Acrescenta-se a isto o novo desafio criado pela ação humana, na busca de produção de energia a partir da queima dos combustíveis fósseis com a  emissão dos gases de efeito estufa e suas consequências: o aquecimento global e as mudanças climáticas.

Vemos, cada dia mais, o nervosismo, a imprevisibilidade, a agressividade do clima, com seus fenômenos extremos de secas e cheias, de tornados, de calor insuportável e frentes frias, que matam, adoecem e atormentam bilhões de pessoas.

Este, talvez, seja o maior desafio que a humanidade já enfrentou em toda a sua existência.

Pois então!!! E o que mesmo o ser humano tem feito diante de tudo que foi dito acima? É claro que vemos uma parcela de pessoas se mexendo para frear essa agenda insana que a humanidade se meteu.

Pelo mundo afora vemos medidas de combate à fome, à violência, à miséria, aos fenômenos de agressão ao meio ambiente. Cientistas, técnicos, empresários, religiosos, governantes e população tem tomado consciência e agido para melhorar esses tempos bicudos.

Mas, infelizmente, isso não é majoritário.

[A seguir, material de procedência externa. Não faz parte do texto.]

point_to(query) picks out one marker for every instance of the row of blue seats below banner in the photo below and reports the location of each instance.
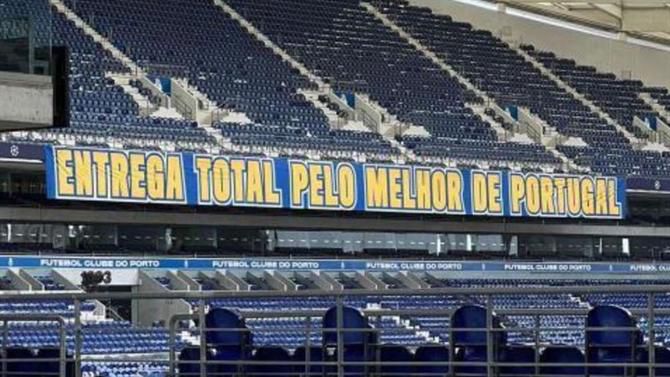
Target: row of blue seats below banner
(147, 122)
(17, 307)
(230, 129)
(310, 143)
(139, 133)
(112, 127)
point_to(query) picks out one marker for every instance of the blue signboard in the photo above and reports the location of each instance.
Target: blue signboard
(333, 265)
(205, 180)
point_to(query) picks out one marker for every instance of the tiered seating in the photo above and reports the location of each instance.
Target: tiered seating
(506, 76)
(103, 338)
(248, 78)
(52, 307)
(290, 332)
(100, 110)
(340, 41)
(619, 98)
(661, 95)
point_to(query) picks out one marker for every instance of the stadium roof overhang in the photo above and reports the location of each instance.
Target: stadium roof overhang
(647, 19)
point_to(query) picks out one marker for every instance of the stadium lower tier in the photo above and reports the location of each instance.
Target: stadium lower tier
(261, 104)
(534, 315)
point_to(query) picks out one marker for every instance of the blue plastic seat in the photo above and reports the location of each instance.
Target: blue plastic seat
(606, 346)
(562, 355)
(356, 325)
(431, 353)
(395, 354)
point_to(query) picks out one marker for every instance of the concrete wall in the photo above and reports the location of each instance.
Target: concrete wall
(625, 59)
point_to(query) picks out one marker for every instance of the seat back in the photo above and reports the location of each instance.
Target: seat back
(517, 355)
(315, 356)
(471, 354)
(470, 320)
(228, 329)
(269, 356)
(661, 356)
(562, 355)
(606, 317)
(396, 354)
(189, 365)
(52, 366)
(431, 353)
(20, 362)
(352, 320)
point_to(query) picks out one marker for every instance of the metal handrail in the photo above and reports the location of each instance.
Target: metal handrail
(214, 294)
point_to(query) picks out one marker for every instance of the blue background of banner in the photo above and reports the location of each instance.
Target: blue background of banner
(283, 177)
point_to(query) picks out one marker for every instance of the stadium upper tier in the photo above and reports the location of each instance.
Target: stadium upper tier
(452, 83)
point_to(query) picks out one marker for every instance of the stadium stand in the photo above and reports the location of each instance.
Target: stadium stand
(259, 103)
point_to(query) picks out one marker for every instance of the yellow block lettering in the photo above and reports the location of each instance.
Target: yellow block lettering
(559, 183)
(517, 193)
(137, 176)
(84, 172)
(271, 195)
(119, 174)
(547, 189)
(588, 200)
(347, 186)
(408, 201)
(423, 189)
(101, 160)
(329, 182)
(299, 183)
(203, 165)
(479, 195)
(221, 180)
(316, 185)
(156, 177)
(175, 179)
(376, 187)
(395, 188)
(602, 206)
(532, 195)
(438, 185)
(65, 172)
(237, 167)
(614, 207)
(454, 192)
(494, 194)
(574, 197)
(254, 182)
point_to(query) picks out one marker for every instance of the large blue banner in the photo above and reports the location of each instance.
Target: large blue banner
(195, 179)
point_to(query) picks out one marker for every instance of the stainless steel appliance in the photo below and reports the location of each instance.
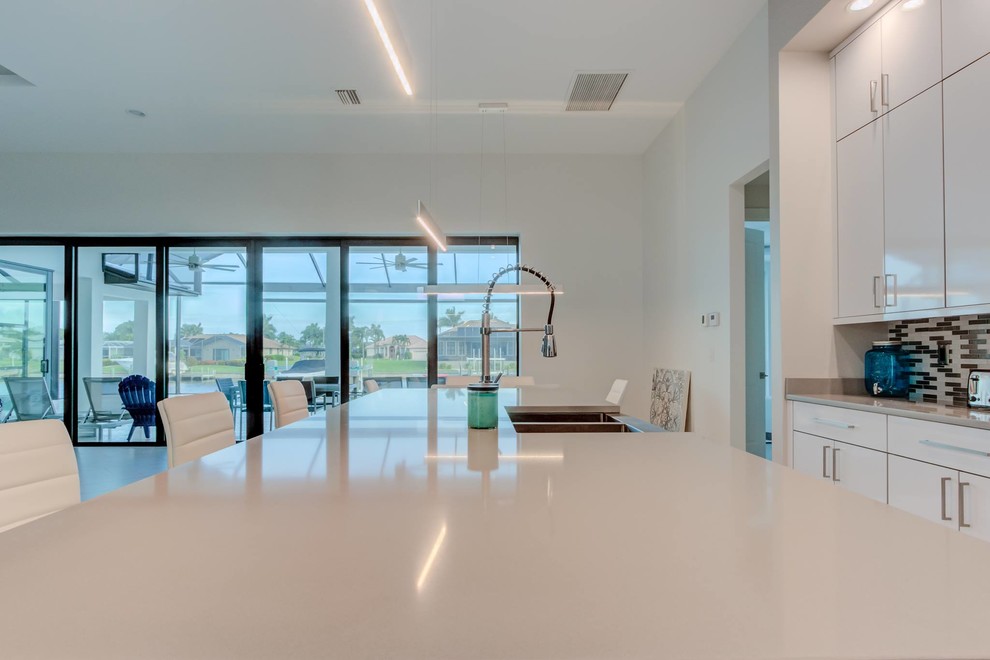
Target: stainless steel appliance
(979, 388)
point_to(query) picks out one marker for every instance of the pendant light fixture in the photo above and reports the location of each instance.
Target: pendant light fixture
(426, 222)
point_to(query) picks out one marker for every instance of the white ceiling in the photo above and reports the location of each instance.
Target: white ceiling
(257, 76)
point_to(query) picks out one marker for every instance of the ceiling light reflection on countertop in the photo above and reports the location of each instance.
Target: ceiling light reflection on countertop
(428, 566)
(859, 5)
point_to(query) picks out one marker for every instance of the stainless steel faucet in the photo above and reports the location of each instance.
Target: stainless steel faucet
(549, 341)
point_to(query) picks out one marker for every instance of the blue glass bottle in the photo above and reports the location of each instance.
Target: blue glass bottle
(886, 370)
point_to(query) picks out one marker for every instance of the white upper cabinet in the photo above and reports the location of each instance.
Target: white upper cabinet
(912, 57)
(857, 83)
(965, 33)
(967, 184)
(859, 240)
(914, 258)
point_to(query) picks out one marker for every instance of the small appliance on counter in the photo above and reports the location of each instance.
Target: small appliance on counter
(979, 389)
(886, 370)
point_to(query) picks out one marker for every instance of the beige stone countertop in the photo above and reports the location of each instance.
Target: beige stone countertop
(384, 529)
(932, 412)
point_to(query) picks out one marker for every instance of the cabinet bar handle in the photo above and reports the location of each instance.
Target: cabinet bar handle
(945, 480)
(876, 285)
(887, 288)
(832, 422)
(962, 510)
(964, 450)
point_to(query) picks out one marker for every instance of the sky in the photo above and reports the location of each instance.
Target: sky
(221, 308)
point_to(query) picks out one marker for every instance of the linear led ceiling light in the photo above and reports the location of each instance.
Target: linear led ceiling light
(431, 228)
(392, 55)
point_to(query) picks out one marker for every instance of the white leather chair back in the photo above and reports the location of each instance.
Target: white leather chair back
(618, 389)
(38, 471)
(289, 402)
(196, 425)
(461, 381)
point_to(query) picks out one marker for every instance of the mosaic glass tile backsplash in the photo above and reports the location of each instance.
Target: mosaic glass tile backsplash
(963, 340)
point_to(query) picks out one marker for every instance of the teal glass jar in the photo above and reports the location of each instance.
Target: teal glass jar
(483, 405)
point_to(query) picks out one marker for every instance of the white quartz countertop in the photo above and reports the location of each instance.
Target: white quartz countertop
(932, 412)
(385, 530)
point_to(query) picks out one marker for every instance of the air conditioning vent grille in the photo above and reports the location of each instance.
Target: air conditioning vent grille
(348, 96)
(595, 91)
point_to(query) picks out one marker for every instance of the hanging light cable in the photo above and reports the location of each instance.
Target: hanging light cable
(423, 216)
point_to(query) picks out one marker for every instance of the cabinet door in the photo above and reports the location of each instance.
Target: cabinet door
(967, 185)
(813, 455)
(974, 497)
(860, 470)
(923, 489)
(965, 33)
(914, 218)
(857, 83)
(912, 57)
(859, 235)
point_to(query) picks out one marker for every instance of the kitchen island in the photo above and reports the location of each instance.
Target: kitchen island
(384, 529)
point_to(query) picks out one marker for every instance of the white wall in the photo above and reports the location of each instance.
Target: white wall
(692, 249)
(579, 219)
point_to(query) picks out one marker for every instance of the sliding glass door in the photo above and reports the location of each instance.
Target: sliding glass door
(387, 324)
(31, 366)
(98, 330)
(116, 355)
(206, 334)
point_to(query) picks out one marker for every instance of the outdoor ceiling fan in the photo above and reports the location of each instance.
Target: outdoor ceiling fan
(401, 263)
(194, 262)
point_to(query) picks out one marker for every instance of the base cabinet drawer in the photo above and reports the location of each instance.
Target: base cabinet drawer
(922, 489)
(956, 447)
(853, 426)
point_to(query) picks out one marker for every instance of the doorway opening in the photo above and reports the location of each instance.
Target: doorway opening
(758, 330)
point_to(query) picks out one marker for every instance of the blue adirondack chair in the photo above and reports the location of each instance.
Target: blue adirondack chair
(138, 395)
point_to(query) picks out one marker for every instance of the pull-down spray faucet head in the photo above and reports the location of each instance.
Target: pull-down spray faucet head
(549, 342)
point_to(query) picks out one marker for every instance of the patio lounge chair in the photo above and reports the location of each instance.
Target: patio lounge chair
(30, 399)
(138, 395)
(105, 404)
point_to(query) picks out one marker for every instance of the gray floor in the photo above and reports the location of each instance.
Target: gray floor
(103, 469)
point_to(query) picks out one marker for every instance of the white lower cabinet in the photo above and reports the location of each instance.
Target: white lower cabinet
(974, 496)
(856, 469)
(935, 470)
(955, 499)
(860, 470)
(923, 489)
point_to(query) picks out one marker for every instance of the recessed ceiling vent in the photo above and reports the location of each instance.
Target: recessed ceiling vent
(10, 79)
(349, 96)
(595, 91)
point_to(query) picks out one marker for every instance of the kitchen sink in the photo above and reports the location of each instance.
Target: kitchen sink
(575, 421)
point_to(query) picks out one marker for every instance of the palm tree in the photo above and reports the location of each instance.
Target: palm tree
(401, 341)
(451, 317)
(373, 335)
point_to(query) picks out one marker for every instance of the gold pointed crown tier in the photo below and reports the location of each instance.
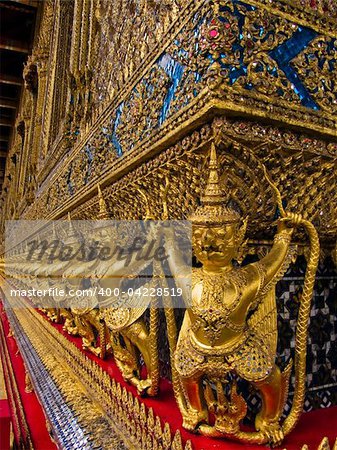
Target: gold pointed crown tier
(213, 207)
(103, 209)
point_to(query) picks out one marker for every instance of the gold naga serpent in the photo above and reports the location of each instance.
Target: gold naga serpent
(303, 314)
(291, 420)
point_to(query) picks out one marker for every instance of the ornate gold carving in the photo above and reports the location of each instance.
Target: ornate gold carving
(217, 337)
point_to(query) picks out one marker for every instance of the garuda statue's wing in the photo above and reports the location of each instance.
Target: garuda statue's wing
(263, 321)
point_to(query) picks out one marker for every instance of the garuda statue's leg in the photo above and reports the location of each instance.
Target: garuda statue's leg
(273, 392)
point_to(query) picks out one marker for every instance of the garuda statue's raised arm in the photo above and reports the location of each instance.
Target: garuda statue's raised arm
(231, 325)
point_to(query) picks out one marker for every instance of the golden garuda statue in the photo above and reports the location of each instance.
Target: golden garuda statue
(230, 328)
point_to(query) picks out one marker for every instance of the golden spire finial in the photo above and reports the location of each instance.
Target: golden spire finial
(148, 214)
(213, 193)
(72, 234)
(213, 208)
(103, 209)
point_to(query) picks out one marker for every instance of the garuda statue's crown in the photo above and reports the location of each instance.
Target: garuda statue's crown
(213, 209)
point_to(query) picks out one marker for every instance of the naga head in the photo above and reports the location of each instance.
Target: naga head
(218, 230)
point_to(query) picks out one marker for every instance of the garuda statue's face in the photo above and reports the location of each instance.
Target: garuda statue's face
(215, 245)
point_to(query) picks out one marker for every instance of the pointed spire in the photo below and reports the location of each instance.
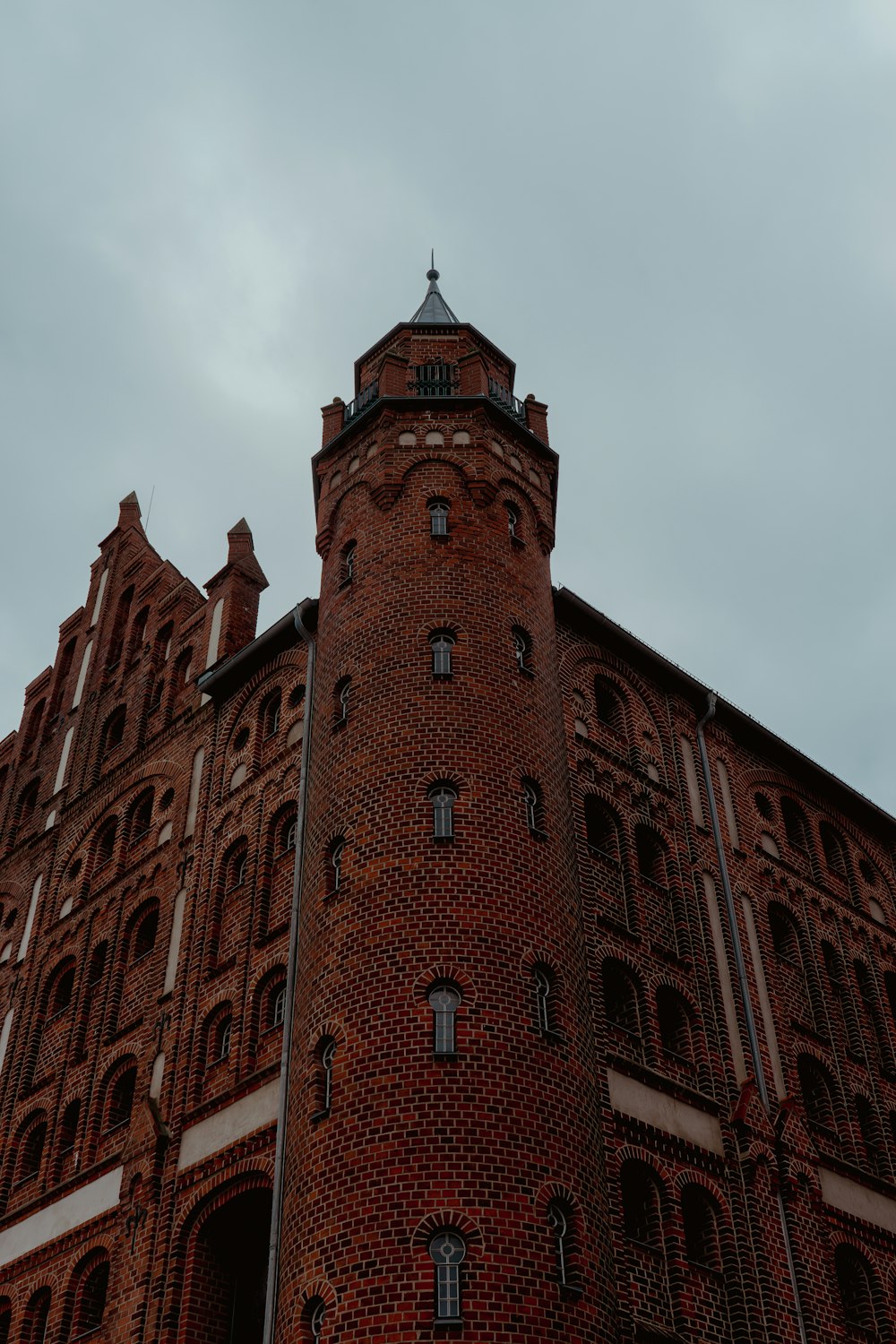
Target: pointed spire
(435, 309)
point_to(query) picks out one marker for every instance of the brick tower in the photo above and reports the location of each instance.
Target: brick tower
(443, 1145)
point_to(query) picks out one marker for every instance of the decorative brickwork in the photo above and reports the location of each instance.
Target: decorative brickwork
(565, 1062)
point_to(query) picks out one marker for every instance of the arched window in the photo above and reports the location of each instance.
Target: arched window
(236, 870)
(641, 1204)
(288, 832)
(856, 1282)
(62, 989)
(271, 715)
(314, 1319)
(335, 857)
(817, 1094)
(543, 984)
(142, 940)
(31, 1150)
(559, 1222)
(447, 1253)
(69, 1128)
(121, 1098)
(105, 846)
(341, 696)
(443, 797)
(220, 1035)
(833, 849)
(325, 1062)
(608, 706)
(443, 642)
(651, 855)
(673, 1015)
(438, 518)
(142, 816)
(37, 1317)
(600, 828)
(276, 1005)
(90, 1298)
(521, 648)
(445, 1002)
(115, 730)
(621, 1000)
(533, 806)
(700, 1228)
(796, 824)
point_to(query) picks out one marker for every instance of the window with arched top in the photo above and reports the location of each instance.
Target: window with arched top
(699, 1215)
(600, 828)
(560, 1225)
(608, 706)
(438, 518)
(441, 642)
(856, 1284)
(796, 824)
(521, 648)
(675, 1019)
(834, 849)
(37, 1317)
(621, 999)
(325, 1064)
(91, 1289)
(817, 1093)
(447, 1253)
(651, 855)
(641, 1204)
(121, 1098)
(544, 986)
(445, 1002)
(533, 804)
(443, 798)
(271, 714)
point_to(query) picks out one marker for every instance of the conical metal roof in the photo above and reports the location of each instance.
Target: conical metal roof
(435, 309)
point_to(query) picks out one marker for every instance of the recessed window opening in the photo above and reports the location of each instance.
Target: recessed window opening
(438, 518)
(447, 1253)
(445, 1002)
(443, 642)
(443, 798)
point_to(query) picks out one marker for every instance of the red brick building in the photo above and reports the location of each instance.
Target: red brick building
(589, 983)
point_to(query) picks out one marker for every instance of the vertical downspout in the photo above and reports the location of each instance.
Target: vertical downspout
(292, 970)
(745, 989)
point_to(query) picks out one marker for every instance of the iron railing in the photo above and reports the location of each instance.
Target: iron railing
(508, 401)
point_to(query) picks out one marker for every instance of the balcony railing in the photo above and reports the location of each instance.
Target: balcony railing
(362, 402)
(435, 379)
(506, 400)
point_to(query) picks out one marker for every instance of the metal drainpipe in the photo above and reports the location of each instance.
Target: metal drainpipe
(292, 968)
(745, 989)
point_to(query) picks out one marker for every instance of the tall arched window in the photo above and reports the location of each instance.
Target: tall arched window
(533, 803)
(445, 1002)
(443, 642)
(90, 1298)
(543, 984)
(447, 1253)
(600, 827)
(438, 518)
(702, 1234)
(641, 1204)
(560, 1225)
(621, 1000)
(443, 797)
(856, 1282)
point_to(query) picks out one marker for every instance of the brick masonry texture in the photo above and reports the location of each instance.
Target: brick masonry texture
(616, 1159)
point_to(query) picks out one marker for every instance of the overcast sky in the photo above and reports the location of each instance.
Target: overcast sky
(678, 218)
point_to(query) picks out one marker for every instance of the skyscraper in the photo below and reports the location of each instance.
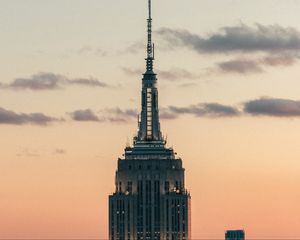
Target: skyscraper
(235, 235)
(150, 200)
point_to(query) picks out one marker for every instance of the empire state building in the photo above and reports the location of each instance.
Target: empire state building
(150, 199)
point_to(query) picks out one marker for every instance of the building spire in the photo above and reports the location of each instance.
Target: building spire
(149, 126)
(150, 45)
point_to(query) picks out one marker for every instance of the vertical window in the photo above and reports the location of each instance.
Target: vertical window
(149, 113)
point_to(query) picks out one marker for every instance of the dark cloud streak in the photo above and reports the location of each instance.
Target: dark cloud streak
(50, 81)
(10, 117)
(240, 38)
(274, 107)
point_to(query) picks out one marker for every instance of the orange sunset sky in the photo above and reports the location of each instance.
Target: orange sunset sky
(229, 97)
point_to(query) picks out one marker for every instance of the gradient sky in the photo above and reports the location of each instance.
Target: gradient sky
(70, 84)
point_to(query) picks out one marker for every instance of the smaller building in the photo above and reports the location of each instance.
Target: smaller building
(235, 235)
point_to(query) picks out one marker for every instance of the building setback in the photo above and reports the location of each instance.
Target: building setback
(150, 199)
(235, 235)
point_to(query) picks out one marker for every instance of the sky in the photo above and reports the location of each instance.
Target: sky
(70, 80)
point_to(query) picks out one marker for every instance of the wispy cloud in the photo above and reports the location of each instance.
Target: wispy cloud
(275, 107)
(256, 65)
(173, 74)
(86, 115)
(92, 50)
(240, 66)
(240, 38)
(50, 81)
(212, 110)
(10, 117)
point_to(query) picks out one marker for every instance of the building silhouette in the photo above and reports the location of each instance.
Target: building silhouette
(235, 235)
(150, 199)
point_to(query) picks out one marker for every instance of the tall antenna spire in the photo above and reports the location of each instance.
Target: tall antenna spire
(150, 46)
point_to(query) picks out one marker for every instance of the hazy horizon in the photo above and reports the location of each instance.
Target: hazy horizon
(228, 82)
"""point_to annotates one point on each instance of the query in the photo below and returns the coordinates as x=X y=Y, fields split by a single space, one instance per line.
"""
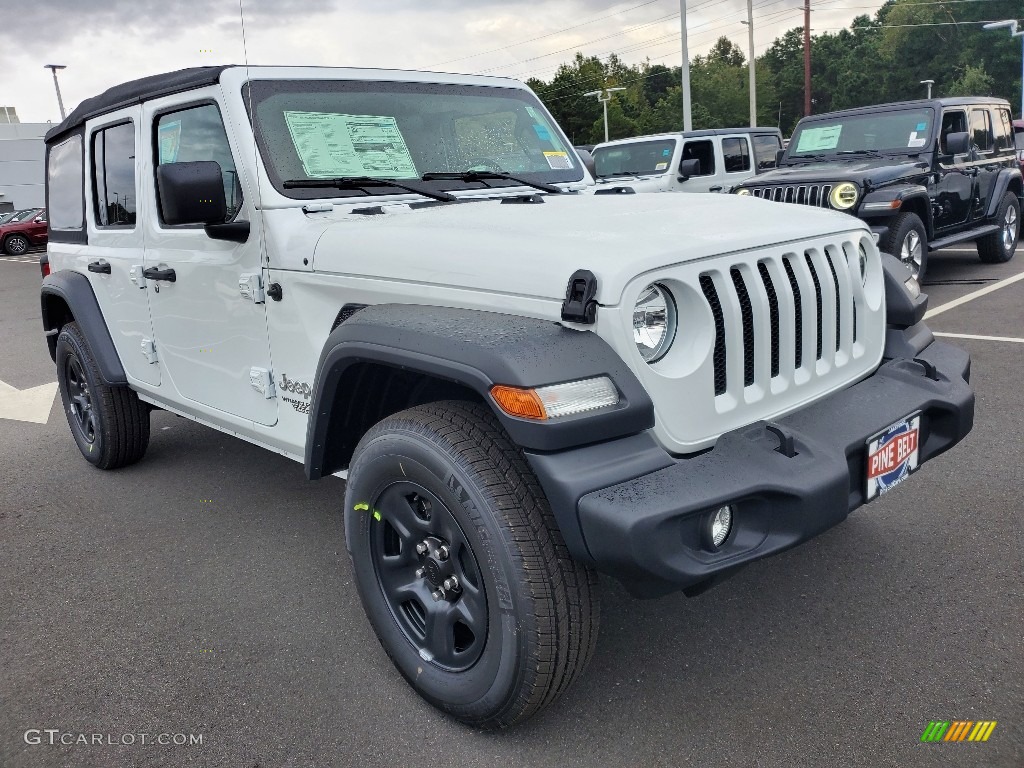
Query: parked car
x=521 y=385
x=924 y=174
x=25 y=229
x=692 y=161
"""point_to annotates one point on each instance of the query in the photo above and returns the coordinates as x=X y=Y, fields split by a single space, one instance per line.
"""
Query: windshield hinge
x=580 y=304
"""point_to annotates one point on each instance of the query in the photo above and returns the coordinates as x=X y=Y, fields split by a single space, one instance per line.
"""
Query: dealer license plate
x=892 y=456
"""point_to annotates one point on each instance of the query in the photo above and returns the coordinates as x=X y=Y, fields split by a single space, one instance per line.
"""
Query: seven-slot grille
x=782 y=314
x=805 y=195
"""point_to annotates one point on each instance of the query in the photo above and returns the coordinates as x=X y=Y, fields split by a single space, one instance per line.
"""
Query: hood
x=531 y=250
x=876 y=171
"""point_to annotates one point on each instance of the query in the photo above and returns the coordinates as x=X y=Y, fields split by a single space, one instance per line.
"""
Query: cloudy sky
x=104 y=42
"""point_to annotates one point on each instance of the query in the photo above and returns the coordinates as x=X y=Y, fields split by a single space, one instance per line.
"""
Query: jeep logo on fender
x=298 y=387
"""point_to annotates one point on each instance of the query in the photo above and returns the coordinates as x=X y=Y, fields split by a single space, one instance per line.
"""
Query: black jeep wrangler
x=923 y=174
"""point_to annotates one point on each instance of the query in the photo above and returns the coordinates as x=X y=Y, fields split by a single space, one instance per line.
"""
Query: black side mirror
x=192 y=193
x=689 y=168
x=957 y=143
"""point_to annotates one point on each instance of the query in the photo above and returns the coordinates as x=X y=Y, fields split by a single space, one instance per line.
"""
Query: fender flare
x=475 y=349
x=75 y=290
x=1003 y=181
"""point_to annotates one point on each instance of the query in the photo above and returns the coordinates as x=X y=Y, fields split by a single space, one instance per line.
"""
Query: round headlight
x=844 y=196
x=653 y=322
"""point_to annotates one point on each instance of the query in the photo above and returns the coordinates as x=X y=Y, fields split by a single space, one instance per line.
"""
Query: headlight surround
x=844 y=196
x=654 y=322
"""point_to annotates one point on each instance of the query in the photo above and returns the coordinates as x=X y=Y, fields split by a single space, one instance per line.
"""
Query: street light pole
x=604 y=95
x=754 y=85
x=56 y=85
x=687 y=114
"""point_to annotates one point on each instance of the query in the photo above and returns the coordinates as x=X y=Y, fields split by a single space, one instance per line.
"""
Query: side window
x=114 y=175
x=702 y=151
x=981 y=130
x=736 y=154
x=765 y=148
x=198 y=133
x=64 y=185
x=1004 y=130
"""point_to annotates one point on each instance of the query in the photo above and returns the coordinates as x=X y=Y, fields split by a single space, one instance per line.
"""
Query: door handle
x=152 y=272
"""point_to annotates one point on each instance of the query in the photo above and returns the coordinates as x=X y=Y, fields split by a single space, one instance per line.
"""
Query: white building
x=22 y=162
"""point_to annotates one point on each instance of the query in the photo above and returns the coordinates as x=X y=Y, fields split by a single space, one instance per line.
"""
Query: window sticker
x=814 y=139
x=333 y=144
x=169 y=139
x=558 y=161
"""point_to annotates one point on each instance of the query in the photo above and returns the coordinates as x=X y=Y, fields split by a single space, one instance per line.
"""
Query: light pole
x=754 y=85
x=1014 y=32
x=604 y=95
x=53 y=69
x=687 y=113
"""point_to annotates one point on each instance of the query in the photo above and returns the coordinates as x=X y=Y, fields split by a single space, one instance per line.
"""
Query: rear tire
x=111 y=425
x=907 y=241
x=998 y=248
x=521 y=624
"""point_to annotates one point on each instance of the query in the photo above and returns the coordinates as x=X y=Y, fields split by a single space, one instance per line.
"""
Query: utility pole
x=687 y=114
x=604 y=95
x=754 y=85
x=53 y=69
x=807 y=57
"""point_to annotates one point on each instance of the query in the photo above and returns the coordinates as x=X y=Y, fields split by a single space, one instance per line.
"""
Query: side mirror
x=957 y=143
x=192 y=193
x=689 y=168
x=588 y=162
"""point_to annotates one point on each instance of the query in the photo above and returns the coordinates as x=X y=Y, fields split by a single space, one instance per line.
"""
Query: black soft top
x=134 y=92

O que está predominando ainda é o lado destrutivo da vida, com um acumulo pornográfico das riquezas, e a privação de comida, água, emprego, saúde, para bilhões de pessoas.

A conduta da lucrativa indústria de petróleo tem sido um exemplo histórico da irresponsabilidade com a existência humana. A COP-28 que o diga!

E por fim, e muito grave, os conflitos pelo Planeta agora provocados por disputas econômicas, religiosas e políticas, vão se multiplicando e criando situações de guerras, de guerrilhas, de terrorismo, de destruição bélica.

Veja a Rússia/Ucrânia, a China/Taiwan, Israel/Palestina, Venezuela/Guiana, Iran/Iêmen/Ocidente, Coreia do Norte/Sul.

Guerras e ameaças imbecilizadas diante de um mundo tão combalido.

“E assim caminha a humanidade” nesses tempos bicudos.

Acredito na capacidade humana de superar desafios. Foi assim em toda a história da nossa espécie.

Mas, precisamos estar cientes do tamanho da encrenca em que estamos metidos.

E trabalhar, falar, gritar, protestar, propor, reunir, dialogar, punir, cobrar cada vez mais gente, o tempo inteiro, para revertermos a realidade desses tempos bicudos.